The following is from Rollin Thomas, Lawrence Berkeley National Laboratory, as he shares a little bit of what he talked about at the opening workshop of the Massive Datasets program at SAMSI.
It was my pleasure to tell the audience at the Opening Workshop for the Massive Datasets Program about how astrophysicists are using wide-field time-domain sky surveys to make discovery of short-lived “transient” objects routine, and much less a result of serendipity. It was fun to talk about how Palomar Transient Factory (PTF) wide-field imaging data are moved, stored, processed, subtracted, and then scrutinized by robots and humans to identify new targets for triggered follow-up with other specialized instruments and bigger telescopes. PTF is an instructive case study in how instrumentation, high-performance networking and computing, machine learning, and scientific work-flows combine to help us
do better science faster. The tale of SN 2011fe shows what can be accomplished when all those things have been lined up.
The whole 4-year PTF imaging data set takes up 100+ TB of disk space; not that big of a data set when compared to some found in other domains. The challenge is to plow through it all as it streams in without delay, to find faint signatures of real objects on top of huge backgrounds. Some backgrounds are low level and dealt with easily in hardware and
software: statistical noise, detector artifacts, cosmic rays, sky brightness, etc. But at high level, one person’s background transient is another person’s signal, so you can’t just throw away asteroids if you only personally care about supernovae. Hence, another challenge is
helping a (probably) geographically distributed team of researchers to keep track of both discovery, and each other’s follow-up observations.

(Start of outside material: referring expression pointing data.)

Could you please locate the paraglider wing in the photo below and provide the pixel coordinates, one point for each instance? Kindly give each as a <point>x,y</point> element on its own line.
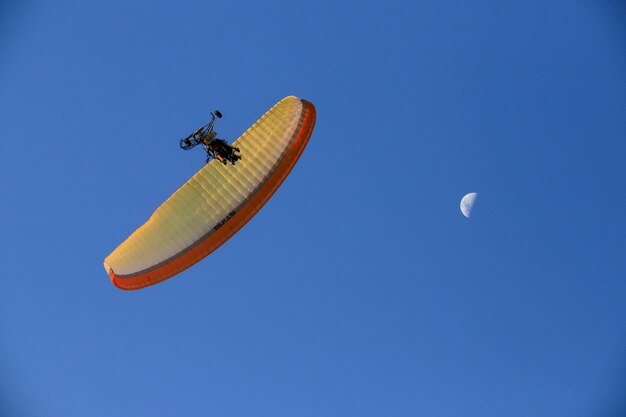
<point>216,202</point>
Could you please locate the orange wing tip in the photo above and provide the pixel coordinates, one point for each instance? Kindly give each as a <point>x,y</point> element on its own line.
<point>244,214</point>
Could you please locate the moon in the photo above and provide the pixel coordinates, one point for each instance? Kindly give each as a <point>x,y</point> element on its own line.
<point>467,202</point>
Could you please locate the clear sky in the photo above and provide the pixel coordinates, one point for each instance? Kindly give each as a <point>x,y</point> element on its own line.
<point>359,289</point>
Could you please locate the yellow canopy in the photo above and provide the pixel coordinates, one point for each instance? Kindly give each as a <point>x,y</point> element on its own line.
<point>216,202</point>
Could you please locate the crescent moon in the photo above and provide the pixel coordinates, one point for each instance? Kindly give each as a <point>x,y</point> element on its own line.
<point>467,202</point>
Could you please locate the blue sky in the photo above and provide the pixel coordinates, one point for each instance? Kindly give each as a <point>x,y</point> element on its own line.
<point>359,289</point>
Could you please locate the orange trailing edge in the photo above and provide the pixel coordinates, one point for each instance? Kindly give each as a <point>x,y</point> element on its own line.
<point>216,202</point>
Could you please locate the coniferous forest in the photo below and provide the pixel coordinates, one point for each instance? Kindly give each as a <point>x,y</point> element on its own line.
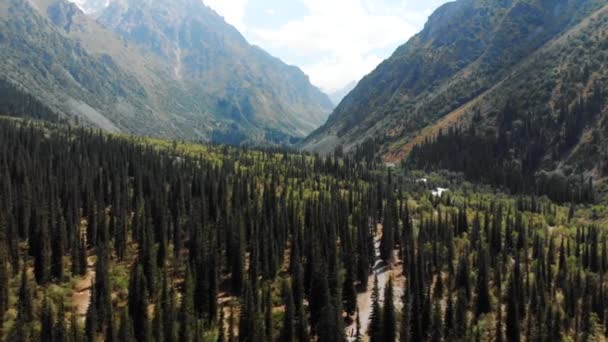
<point>112,238</point>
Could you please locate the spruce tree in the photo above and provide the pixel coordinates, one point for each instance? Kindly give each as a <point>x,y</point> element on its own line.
<point>375,329</point>
<point>4,281</point>
<point>125,330</point>
<point>512,322</point>
<point>138,303</point>
<point>25,308</point>
<point>46,321</point>
<point>389,321</point>
<point>483,292</point>
<point>288,333</point>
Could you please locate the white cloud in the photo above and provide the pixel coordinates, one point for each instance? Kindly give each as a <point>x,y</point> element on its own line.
<point>337,41</point>
<point>233,11</point>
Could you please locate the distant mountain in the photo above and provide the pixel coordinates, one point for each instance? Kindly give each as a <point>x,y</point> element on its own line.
<point>338,95</point>
<point>475,60</point>
<point>155,67</point>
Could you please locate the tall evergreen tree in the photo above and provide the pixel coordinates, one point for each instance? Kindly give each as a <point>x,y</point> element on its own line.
<point>389,320</point>
<point>375,328</point>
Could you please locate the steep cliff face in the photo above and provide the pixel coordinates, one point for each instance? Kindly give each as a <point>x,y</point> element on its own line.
<point>466,49</point>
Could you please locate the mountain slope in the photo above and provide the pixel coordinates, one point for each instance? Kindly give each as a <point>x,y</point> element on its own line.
<point>212,57</point>
<point>218,89</point>
<point>467,48</point>
<point>338,95</point>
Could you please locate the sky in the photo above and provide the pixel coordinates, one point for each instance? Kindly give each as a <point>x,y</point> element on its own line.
<point>335,42</point>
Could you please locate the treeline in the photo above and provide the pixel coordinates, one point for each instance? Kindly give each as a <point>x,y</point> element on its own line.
<point>512,155</point>
<point>188,227</point>
<point>225,244</point>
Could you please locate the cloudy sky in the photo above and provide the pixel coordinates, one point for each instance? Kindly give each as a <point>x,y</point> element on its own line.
<point>334,41</point>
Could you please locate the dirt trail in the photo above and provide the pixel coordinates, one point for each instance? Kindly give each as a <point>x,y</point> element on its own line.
<point>82,291</point>
<point>364,299</point>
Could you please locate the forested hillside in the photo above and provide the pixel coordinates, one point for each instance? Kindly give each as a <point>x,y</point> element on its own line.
<point>527,76</point>
<point>182,73</point>
<point>106,237</point>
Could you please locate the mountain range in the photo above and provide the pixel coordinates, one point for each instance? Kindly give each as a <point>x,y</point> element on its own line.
<point>542,61</point>
<point>164,68</point>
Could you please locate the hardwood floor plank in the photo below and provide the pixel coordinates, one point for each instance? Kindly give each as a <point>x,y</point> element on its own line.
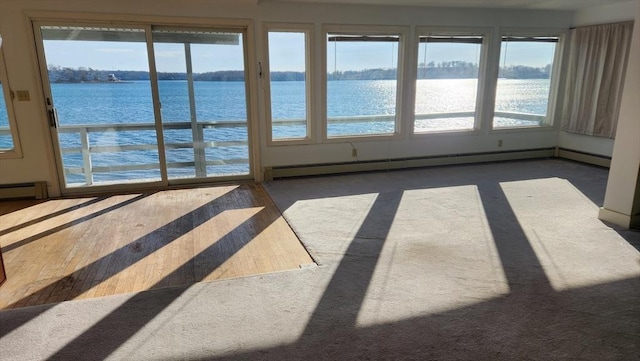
<point>58,250</point>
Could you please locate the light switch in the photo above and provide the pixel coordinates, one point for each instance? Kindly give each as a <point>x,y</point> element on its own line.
<point>23,95</point>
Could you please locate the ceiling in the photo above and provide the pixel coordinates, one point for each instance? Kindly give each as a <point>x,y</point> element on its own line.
<point>509,4</point>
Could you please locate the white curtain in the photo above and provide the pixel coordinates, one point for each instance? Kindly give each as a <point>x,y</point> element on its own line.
<point>595,77</point>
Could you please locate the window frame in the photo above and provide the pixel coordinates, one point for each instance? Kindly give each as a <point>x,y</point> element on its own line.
<point>403,35</point>
<point>308,31</point>
<point>16,151</point>
<point>554,80</point>
<point>487,34</point>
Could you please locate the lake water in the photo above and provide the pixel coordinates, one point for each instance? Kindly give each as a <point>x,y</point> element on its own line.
<point>131,103</point>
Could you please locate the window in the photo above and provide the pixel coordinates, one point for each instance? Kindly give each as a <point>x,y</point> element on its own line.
<point>447,82</point>
<point>362,83</point>
<point>524,81</point>
<point>9,146</point>
<point>288,84</point>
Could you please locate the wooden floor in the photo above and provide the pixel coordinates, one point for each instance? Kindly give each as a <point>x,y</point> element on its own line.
<point>66,249</point>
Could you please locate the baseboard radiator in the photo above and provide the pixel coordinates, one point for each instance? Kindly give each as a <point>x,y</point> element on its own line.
<point>271,173</point>
<point>584,157</point>
<point>35,190</point>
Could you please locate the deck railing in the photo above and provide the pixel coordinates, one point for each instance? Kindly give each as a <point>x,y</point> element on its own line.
<point>200,162</point>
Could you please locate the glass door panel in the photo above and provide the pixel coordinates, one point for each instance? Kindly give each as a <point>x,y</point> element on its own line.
<point>101,92</point>
<point>201,82</point>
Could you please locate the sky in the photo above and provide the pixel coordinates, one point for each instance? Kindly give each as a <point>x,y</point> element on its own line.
<point>286,51</point>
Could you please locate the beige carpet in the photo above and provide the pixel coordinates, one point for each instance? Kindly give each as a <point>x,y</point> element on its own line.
<point>504,261</point>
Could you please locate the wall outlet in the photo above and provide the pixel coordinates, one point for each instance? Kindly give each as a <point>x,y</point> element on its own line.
<point>23,95</point>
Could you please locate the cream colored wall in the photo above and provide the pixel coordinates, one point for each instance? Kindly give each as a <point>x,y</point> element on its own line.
<point>38,160</point>
<point>622,186</point>
<point>592,16</point>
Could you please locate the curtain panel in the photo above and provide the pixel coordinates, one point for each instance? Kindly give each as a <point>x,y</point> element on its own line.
<point>595,78</point>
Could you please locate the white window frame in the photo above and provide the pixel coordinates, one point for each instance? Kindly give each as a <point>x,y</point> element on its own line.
<point>550,120</point>
<point>308,30</point>
<point>16,151</point>
<point>485,46</point>
<point>403,35</point>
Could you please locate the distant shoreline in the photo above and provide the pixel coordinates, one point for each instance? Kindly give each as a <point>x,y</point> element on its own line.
<point>453,70</point>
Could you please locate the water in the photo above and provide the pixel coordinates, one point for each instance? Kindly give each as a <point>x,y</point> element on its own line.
<point>131,103</point>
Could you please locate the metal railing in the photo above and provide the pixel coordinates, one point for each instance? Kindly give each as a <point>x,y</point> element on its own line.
<point>200,162</point>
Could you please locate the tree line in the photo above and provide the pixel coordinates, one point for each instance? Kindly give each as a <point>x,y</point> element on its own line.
<point>431,70</point>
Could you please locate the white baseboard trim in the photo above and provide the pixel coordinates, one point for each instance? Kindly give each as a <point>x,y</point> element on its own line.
<point>380,165</point>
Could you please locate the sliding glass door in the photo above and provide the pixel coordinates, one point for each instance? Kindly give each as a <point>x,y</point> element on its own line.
<point>201,81</point>
<point>145,104</point>
<point>100,104</point>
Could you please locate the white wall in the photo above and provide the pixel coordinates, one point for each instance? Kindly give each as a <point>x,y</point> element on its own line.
<point>622,199</point>
<point>592,16</point>
<point>37,163</point>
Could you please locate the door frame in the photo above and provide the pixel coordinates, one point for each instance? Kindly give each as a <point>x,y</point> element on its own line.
<point>243,26</point>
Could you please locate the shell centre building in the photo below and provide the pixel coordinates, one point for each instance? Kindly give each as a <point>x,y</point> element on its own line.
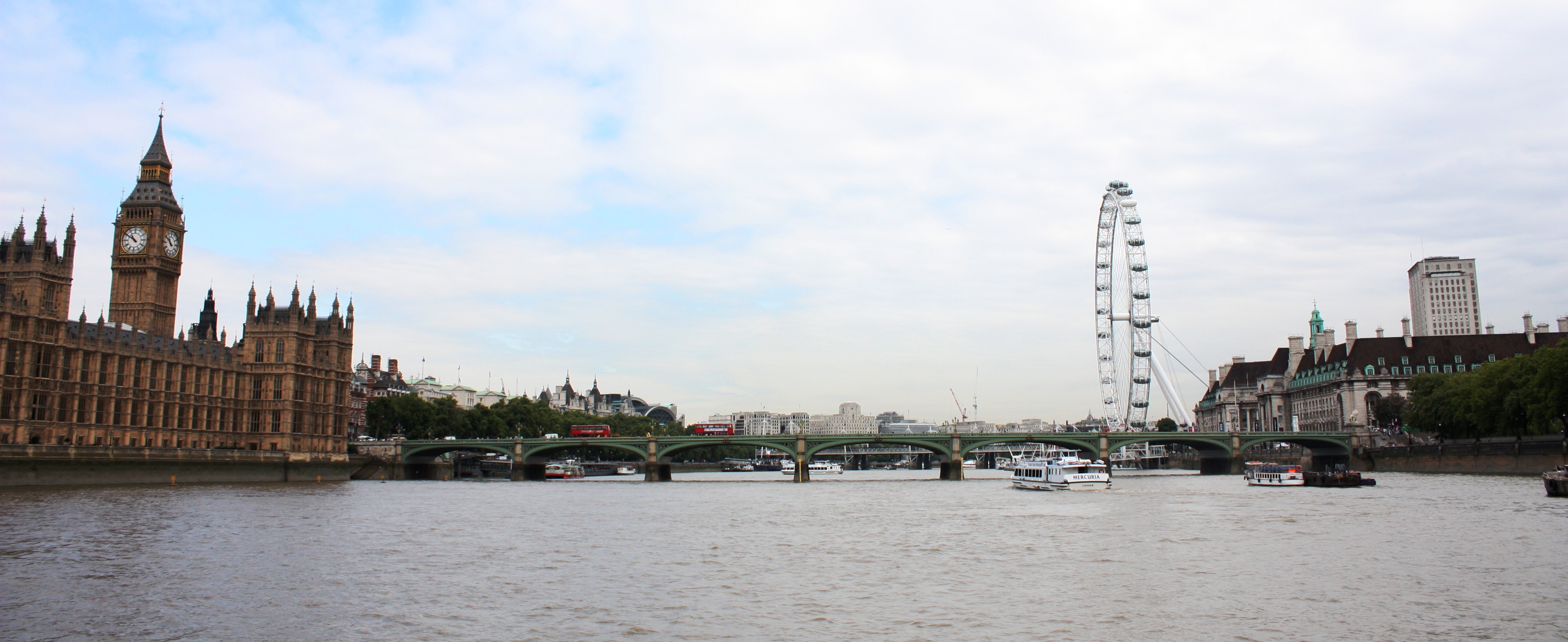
<point>134,380</point>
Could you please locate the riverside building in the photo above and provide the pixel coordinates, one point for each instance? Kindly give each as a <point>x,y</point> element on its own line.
<point>1329,386</point>
<point>1443,296</point>
<point>131,381</point>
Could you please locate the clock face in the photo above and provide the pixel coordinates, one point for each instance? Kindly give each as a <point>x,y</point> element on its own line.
<point>135,240</point>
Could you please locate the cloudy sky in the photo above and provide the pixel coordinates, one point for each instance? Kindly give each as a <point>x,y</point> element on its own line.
<point>742,206</point>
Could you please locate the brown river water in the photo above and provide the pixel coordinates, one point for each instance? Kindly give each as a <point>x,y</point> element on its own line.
<point>748,557</point>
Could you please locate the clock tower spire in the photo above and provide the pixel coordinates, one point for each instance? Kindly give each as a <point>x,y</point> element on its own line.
<point>149,237</point>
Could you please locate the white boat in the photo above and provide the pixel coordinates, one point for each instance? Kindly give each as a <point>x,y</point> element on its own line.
<point>1061,474</point>
<point>1263,474</point>
<point>1032,452</point>
<point>813,467</point>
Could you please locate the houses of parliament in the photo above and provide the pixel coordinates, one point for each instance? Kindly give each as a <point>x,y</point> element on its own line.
<point>131,380</point>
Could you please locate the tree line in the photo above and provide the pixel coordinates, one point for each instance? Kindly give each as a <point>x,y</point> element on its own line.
<point>413,417</point>
<point>1521,395</point>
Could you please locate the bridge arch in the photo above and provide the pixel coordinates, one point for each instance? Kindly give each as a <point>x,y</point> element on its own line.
<point>1324,450</point>
<point>1081,444</point>
<point>419,461</point>
<point>937,445</point>
<point>540,453</point>
<point>669,452</point>
<point>433,450</point>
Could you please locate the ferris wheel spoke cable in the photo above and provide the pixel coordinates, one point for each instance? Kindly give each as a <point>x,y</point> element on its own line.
<point>1166,328</point>
<point>1178,361</point>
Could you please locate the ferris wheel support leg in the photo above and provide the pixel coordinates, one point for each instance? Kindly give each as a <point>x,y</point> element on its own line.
<point>1170,394</point>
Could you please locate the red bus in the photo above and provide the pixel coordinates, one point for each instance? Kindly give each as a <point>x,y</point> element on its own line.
<point>712,430</point>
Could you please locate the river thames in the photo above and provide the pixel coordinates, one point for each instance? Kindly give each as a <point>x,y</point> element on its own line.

PTF has met these challenges, but what about the future? It seems very likely that scaling up to the Large Synoptic Survey Telescope in 10 years will require breakthroughs in networking, computing architectures, software paradigms, artificial intelligence, and more automated distributed scientific work-flows. I encourage participants at the Massive Datasets workshop to think about how their interests match with those challenges now.